UserAgent: Mozilla/5.0 (X11; Linux x86_64) AppleWebKit/537.36 (KHTML, like Gecko) Chrome/50.0.2661.86 Safari/537.36

Steps to reproduce the problem:
1. coturn (Coturn-4.5.0.2 'dan Eider') stun/turn server
2. enable stun auth "secure-stun"
3. use stun username and password credential in PeerConnection iceServers config option that is used with turn

Chrome do not send after the 401 auth challenge any new binding request with the LTC credential.

What is the expected behavior?
Send a new binding request after 401 with credentials (username, nonce, message integrity, etc.)
Work the same way as TURN LTC is implemented.

Work according STUN RFC5389 describes the binding with Long Term Credential(LTC) auth mechanism. 

For quick fix: Add a warning for developer that it is not yet implemented.

What went wrong?
I experience these messages in debug log:

[1:12:0418/145114:ERROR:stunport.cc(79)] Binding error response: class=4 number=1 reason='Unauthorized'
[1:12:0418/145114:ERROR:stunport.cc(79)] Binding error response: class=4 number=1 reason='Unauthorized'
[1:12:0418/145114:ERROR:stunport.cc(79)] Binding error response: class=4 number=1 reason='Unauthorized'
[1:12:0418/145114:ERROR:stunport.cc(79)] Binding error response: class=4 number=1 reason='Unauthorized'
[1:12:0418/145114:ERROR:stunport.cc(79)] Binding error response: class=4 number=1 reason='Unauthorized'

I have checked in source, but I couldn't find the implementation of handling of this 401 auth challenge messages in stunport.cc.

Did this work before? No 

Chrome version: 50.0.2661.86  Channel: stable
OS Version: 50.0.2661.86
Flash Version: Shockwave Flash 21.0 r0

Why stun auth

Pros:
 *  The STUN RFC gives the possibility to use authenticated STUN. 
 *  In coTURN there is an implementation, so people will try to use it in this way. 
 *  It would be nice to have at least a Warning for devs, that STUN&LTC auth is not yet supported.
 *  I would like to provide STUN service to a closed group.

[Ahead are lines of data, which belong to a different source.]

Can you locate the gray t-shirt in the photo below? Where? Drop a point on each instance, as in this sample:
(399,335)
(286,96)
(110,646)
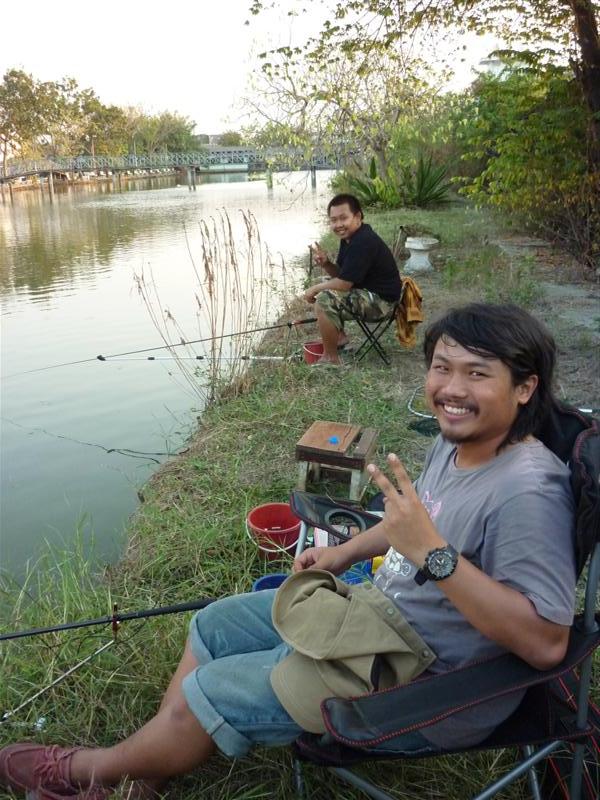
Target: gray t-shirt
(511,517)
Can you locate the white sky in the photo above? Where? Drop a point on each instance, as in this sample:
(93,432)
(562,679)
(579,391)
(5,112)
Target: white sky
(189,57)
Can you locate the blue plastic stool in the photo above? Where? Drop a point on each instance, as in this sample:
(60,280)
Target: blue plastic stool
(358,573)
(271,581)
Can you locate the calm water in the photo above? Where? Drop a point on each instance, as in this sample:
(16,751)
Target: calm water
(68,293)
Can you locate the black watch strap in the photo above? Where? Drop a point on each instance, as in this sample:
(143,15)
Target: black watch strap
(424,574)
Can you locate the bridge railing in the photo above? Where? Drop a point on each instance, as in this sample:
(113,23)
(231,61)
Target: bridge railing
(209,156)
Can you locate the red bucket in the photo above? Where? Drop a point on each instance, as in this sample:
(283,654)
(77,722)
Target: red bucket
(313,351)
(273,528)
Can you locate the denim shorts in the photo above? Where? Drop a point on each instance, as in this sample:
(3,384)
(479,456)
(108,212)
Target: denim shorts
(230,691)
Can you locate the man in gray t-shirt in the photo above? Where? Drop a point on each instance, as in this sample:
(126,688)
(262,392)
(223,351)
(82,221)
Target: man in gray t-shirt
(480,556)
(512,518)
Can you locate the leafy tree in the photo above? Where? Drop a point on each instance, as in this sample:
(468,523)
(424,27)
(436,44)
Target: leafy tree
(529,130)
(105,129)
(28,108)
(165,132)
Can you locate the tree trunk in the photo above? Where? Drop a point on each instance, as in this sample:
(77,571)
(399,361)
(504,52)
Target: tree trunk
(588,75)
(586,28)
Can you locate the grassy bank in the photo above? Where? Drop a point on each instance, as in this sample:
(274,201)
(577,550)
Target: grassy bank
(188,539)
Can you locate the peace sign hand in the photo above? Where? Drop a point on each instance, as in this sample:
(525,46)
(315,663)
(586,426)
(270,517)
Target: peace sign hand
(406,523)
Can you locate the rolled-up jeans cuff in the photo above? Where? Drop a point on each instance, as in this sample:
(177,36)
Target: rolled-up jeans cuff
(230,742)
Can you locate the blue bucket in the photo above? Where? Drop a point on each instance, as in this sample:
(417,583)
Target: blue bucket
(269,581)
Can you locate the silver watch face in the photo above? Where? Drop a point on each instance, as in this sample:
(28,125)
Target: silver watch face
(441,563)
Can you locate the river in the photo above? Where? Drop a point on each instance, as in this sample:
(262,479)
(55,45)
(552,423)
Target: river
(68,293)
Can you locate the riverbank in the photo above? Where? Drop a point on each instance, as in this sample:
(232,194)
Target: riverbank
(188,537)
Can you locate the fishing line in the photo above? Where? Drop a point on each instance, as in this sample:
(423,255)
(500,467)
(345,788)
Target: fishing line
(182,343)
(6,717)
(114,619)
(125,451)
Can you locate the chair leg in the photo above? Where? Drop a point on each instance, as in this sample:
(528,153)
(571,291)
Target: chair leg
(299,784)
(534,785)
(355,780)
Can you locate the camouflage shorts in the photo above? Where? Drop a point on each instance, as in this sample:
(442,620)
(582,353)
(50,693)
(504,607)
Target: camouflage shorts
(362,302)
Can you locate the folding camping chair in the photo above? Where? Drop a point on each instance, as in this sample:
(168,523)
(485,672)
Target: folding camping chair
(365,728)
(373,331)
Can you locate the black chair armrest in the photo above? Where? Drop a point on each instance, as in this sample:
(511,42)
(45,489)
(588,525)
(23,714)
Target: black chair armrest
(369,720)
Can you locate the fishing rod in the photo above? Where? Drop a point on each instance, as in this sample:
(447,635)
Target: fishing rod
(205,358)
(290,325)
(113,619)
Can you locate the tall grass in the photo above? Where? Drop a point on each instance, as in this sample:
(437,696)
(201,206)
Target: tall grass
(238,287)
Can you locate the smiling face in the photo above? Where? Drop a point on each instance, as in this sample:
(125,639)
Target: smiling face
(474,400)
(343,222)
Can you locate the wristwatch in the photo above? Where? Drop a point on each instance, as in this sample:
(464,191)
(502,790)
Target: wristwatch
(439,564)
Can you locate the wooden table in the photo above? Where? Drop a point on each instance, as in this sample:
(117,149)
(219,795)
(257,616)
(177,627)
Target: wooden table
(347,448)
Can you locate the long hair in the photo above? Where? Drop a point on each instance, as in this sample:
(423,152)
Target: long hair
(516,338)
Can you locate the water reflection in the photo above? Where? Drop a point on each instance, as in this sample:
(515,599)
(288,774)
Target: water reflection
(67,293)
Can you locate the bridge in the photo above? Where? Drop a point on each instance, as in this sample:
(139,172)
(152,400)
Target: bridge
(208,159)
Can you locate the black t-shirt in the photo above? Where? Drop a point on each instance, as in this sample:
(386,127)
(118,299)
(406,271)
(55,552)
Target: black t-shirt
(367,262)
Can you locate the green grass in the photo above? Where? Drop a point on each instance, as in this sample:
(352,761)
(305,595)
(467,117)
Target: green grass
(188,540)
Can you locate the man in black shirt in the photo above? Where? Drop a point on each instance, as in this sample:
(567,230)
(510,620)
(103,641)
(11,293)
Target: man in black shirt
(365,276)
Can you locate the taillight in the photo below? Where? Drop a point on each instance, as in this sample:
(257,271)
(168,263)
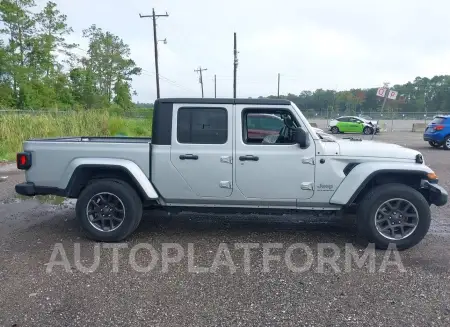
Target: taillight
(23,160)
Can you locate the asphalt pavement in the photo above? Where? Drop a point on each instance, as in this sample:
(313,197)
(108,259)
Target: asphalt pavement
(205,278)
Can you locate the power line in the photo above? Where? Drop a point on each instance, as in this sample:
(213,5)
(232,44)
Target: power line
(155,44)
(200,70)
(235,63)
(278,92)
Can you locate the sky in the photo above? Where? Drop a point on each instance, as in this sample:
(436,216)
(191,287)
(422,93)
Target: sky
(325,44)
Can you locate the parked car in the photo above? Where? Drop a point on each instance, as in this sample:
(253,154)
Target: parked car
(201,158)
(353,124)
(437,133)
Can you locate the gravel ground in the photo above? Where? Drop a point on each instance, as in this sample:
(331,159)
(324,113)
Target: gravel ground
(118,295)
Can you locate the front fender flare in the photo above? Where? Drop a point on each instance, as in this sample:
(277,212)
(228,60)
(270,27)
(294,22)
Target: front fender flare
(363,173)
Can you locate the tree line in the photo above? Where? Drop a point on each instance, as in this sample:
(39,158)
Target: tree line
(40,69)
(421,95)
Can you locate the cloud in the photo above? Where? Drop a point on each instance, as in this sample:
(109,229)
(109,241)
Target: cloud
(315,44)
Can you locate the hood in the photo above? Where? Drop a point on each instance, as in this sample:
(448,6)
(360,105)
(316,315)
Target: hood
(377,149)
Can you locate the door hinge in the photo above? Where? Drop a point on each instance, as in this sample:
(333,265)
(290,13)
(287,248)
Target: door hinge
(307,186)
(225,184)
(308,160)
(226,159)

And indicate that I do not provide to everyone. So stun auth is filter.
 *  Avoid crawling bots what look for open stun service, and then advertise it an open stun, and adding extra unpredictable load on the service through this way.
 *  TURN is an extension STUN protocol, so I would like to use uniform way the STUN auth like TURN. And it is confusing that it is not implemented.
 *  coTURN is giving out sw VERSION information by default, if I use a patched coTURN that gives out empty Version information in error e.g. 401 Challenge, then I could defend and not expose the exact STUN/TURN version, and keep this information to only for the users who are authenticated. STUN/TURN version information may could help to find exploit and attack the service.
 *  STUN server with RFC5780 support according NAT behavior discovery STUN gives the possibility for the attacker to detect secondary IP address from the OTHER_ADDRESS attribute. With STUN auth this information could also protected and expose to only for a closed group.